Cette cohabitation ne retire pas aux militaires leurs responsabilités sur des fonctions essentielles. Ils assurent le contrôle aérien depuis la tour ainsi que la sécurité incendie de l’aérodrome.
La faune locale constitue une autre contrainte opérationnelle. Une cinquantaine d’espèces d’oiseaux et des ruches sont présentes sur la base. Un fauconnier fait voler cinq rapaces afin de réduire les risques de collision avec les aéronefs, au moyen de techniques d’effarouchement ou de prédation, principalement au bénéfice des vols civils.
Plus de 1 600 postes derrière les opérations aériennes
Près de 300 civils travaillent parmi les quelque 1 600 personnes employées sur la base. Les femmes représentent 13 % de l’effectif. Les pilotes ne forment qu’une partie de cette communauté professionnelle.

La BAN réunit notamment des tacticiens, treuillistes, plongeurs, techniciens de maintenance et contrôleurs aériens. Des équipes chargées des ressources humaines, des finances ou de la communication assurent les fonctions nécessaires au fonctionnement quotidien du site.
La base complète le recrutement national de la Marine par une démarche locale, conduite avec le Centre d’information et de recrutement des forces armées et au moyen de sessions d’information.
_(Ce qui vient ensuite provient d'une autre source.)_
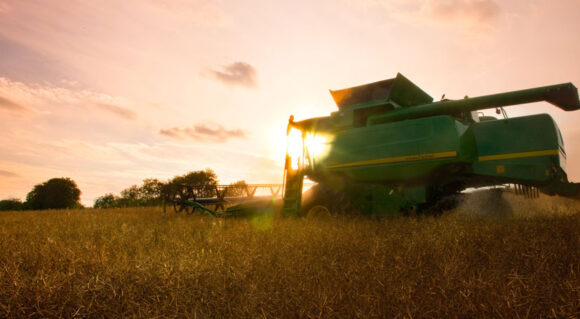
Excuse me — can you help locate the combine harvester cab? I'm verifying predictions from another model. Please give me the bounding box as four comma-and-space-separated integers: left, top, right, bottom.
283, 74, 580, 214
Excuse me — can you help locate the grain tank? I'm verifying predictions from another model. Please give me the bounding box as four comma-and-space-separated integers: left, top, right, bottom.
283, 74, 580, 214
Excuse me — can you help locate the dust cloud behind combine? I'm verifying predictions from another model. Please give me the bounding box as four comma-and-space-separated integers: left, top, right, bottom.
454, 188, 580, 218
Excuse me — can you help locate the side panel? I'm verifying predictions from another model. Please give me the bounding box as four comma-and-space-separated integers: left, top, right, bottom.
318, 116, 461, 183
473, 114, 565, 184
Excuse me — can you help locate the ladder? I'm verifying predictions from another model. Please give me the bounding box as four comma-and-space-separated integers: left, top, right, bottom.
282, 161, 304, 215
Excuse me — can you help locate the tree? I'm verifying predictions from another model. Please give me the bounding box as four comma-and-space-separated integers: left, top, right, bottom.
93, 193, 119, 208
139, 178, 165, 206
25, 177, 82, 209
163, 168, 217, 198
0, 198, 23, 211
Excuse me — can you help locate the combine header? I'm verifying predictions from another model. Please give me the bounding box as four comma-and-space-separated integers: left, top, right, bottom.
170, 74, 580, 215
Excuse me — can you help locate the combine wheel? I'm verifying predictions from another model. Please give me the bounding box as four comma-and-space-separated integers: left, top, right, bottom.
172, 186, 196, 215
306, 205, 331, 219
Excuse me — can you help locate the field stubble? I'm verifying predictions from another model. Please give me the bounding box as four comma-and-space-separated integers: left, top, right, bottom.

Les techniciens de l’aéronautique figurent parmi les spécialités particulièrement recherchées.
Trois flottilles mobilisées en mer et outre-mer
La BAN opère une trentaine d’hélicoptères. Entre 10 et 15 appareils sont continuellement déployés en opération ou outre-mer. Ses trois missions principales consistent à préparer les équipages au combat, à protéger les approches maritimes et à soutenir techniquement et logistiquement les aéronefs présents sur la base ou embarqués sur des navires.
Une alerte fonctionne 24 heures sur 24 et 7 jours sur 7 pour le secours en mer, la lutte contre le terrorisme maritime et la surveillance. Des détachements rejoignent les bâtiments de combat basés à Toulon ainsi que certaines implantations ultramarines.

La flottille 36F utilise des Panther pour détecter et identifier les navires au moyen de radars et de caméras infrarouges. Elle reçoit également des drones. La flottille 31F met en œuvre des NH90 Caïman Marine pour la lutte anti-sous-marine, notamment grâce à un sonar pouvant descendre à plusieurs centaines de mètres sous l’eau.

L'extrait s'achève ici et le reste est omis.